2. How shall the negative serum W. R. be explained? Such a reaction is consistent with the diagnosis gumma. It is, however, a little surprising that with active neurosyphilis and a relatively active non-nervous syphilitic lesion like that in this case, the serum W. R. should have been negative. Possibly a repetition of the test at various times would have shown a positive serum W. R. In any event, the fluid reaction was positive.

3. Could the tonsillar ulceration be due to dental infection? The chances are against this on account of the interval (2 months) between extraction of the wisdom tooth and the ulceration, which itself seems to be of a tertiary syphilitic nature. In point of fact, the patient admitted a syphilitic infection 21 years previously namely, at 28 years of age. At that time he took large quantities of mercury and potassium iodid by mouth.

4. Relation of the case of Frank Mason to the so-called lues maligna? The case closely resembled the cases reported by Bly. Frank Mason showed great destruction of tissue, toxemia, failure to react to antisyphilitic treatment. In both of Bly’s cases, the tonsil was the starting point of the illness; and in both cases there was a trauma of the tonsil or peri-tonsillar structures (tonsillectomy and application of caustic). In our case there not only had been extraction of a wisdom tooth, but the tonsil had been cauterized.

Neurosyphilis versus multiple sclerosis.

Case 70. Annie Kelly is a young Irish woman, 21 years of age, who was perfectly well until three months before her admission to the Psychopathic Hospital, when suddenly one evening she became very dizzy. This was followed by a chill and vomiting. The next day she had a sore throat but was able to be about and do her work. The dizziness, however, continued and she began to feel rather queer. Gradually it became difficult for her to walk on account of staggering.

A little later she noticed a weakness of the left side, involving face, arm, and leg; then she began to find it difficult to talk. Finally the right leg became weak, making walking practically impossible. All these symptoms grew worse and the dizziness increased. At times her vision would be blurred; there were somewhat frequent attacks of diplopia. Finally she had to take to her bed, and at last she lost control of her sphincters.

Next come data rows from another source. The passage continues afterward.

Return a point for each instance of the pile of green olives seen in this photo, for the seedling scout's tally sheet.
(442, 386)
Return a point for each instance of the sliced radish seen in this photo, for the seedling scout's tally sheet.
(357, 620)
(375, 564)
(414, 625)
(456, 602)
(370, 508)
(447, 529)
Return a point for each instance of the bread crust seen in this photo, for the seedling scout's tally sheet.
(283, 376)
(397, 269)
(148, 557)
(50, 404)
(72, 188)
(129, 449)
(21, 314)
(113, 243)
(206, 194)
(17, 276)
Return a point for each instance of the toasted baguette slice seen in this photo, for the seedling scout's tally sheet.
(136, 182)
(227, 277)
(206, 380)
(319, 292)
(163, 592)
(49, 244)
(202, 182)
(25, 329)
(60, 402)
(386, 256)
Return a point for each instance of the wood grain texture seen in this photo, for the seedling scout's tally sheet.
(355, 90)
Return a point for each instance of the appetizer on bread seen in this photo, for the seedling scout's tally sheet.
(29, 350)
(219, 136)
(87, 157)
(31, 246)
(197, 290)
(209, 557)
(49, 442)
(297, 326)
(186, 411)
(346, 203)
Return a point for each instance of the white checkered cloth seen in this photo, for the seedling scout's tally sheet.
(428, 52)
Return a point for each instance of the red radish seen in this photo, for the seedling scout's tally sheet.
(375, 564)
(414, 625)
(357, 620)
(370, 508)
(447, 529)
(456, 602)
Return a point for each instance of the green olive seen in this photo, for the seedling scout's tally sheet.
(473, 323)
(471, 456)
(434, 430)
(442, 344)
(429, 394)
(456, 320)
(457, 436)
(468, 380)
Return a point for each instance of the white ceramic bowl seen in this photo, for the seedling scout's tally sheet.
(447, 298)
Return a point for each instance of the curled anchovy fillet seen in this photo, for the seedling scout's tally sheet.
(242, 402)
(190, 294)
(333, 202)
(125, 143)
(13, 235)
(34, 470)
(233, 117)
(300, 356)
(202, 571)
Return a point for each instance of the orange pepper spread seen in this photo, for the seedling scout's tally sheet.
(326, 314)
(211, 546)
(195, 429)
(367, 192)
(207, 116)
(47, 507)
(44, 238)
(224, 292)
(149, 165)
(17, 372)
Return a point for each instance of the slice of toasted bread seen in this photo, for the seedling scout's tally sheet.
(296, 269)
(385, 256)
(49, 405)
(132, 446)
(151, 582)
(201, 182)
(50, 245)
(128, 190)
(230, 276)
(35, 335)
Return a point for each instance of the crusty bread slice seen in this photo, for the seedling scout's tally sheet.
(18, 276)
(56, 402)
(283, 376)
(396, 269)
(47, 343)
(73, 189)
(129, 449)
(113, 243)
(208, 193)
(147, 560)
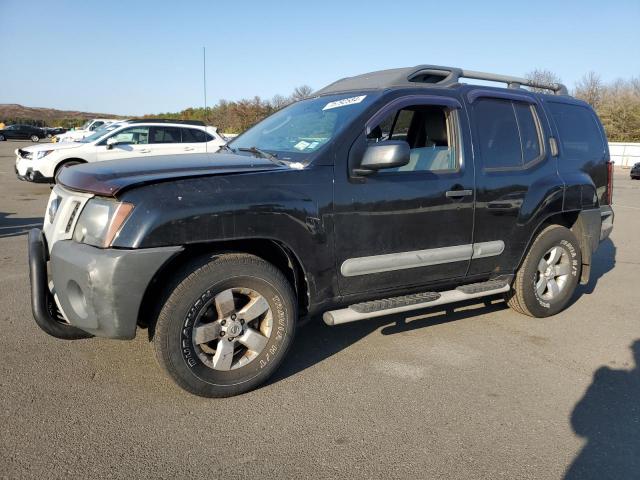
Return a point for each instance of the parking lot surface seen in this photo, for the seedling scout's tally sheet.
(478, 391)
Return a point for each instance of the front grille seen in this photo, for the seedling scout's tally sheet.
(25, 154)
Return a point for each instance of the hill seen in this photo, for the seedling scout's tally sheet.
(15, 113)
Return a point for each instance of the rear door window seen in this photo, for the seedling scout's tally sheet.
(508, 133)
(580, 136)
(165, 135)
(132, 136)
(192, 135)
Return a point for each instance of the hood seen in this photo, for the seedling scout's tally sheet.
(113, 176)
(51, 146)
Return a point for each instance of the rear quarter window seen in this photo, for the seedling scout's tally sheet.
(580, 136)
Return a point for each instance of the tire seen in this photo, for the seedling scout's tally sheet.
(533, 291)
(200, 314)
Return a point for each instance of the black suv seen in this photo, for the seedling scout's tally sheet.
(22, 132)
(383, 193)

At no time did she suffer any pain. She was taken to a hospital, and after a time improved somewhat; but she was told she had a brain tumor and had better be in a large city, where she could have surgical aid if this became necessary; consequently, she was brought from Montana to Boston.

On admission to the hospital, the examination disclosed no important symptoms outside of the nervous and locomotor systems. She was unable to walk unless assisted. The pupils were large but reacted well to both light and accommodation, were equal in size, and regular. Slight nystagmus was present; there was no ptosis or strabismus; vision in the left eye was poor. The other cranial nerves showed no involvement. The tendon reflexes were all present and very lively; Babinski, Gordon, and Oppenheim signs were present on either side. The ataxia was marked, especially of the lower arms, and she had some difficulty in the alignment of the fingers. The sense of position of the limbs was very poor. There was some tremor, which was not of the intention type. The writing showed some incoördination. The speech showed nothing abnormal. Mental examination disclosed nothing of note objectively, but patient stated she could not think so clearly as she could formerly.

The diagnosis would seem to lie between brain tumor,—which had been suggested to the patient by her physician,—multiple sclerosis, and neurosyphilis. The numerous neurological symptoms without any definite evidence of intracranial pressure were sufficient to rule out for the moment the consideration of brain tumor. The syndrome of multiple sclerosis is not complete, but the race, age, and onset, with the increasing and decreasing intensity of symptoms are very suggestive of this diagnosis. The symptoms, of course, are all consistent with neurosyphilis also, and while the patient denied any knowledge of syphilitic involvement, the examination of the blood and spinal fluid was made. The W. R. was negative in both the blood serum and spinal fluid. Further examination of the spinal fluid showed presence of globulin and an increase in the albumin content, 43 cells per cmm. and a “paretic” type of gold sol reaction. With the negative W. R. of both blood serum and spinal fluid, and with so much in favor of Multiple Sclerosis, this diagnosis was made.

1. What is the relation of multiple sclerosis to syphilis? There is no definite relationship between multiple sclerosis and syphilis,—that is, multiple sclerosis is not a syphilitic disease; but the complete syndrome of multiple sclerosis is often given by a syphilitic involvement of the central nervous system (see case Lauder, 71).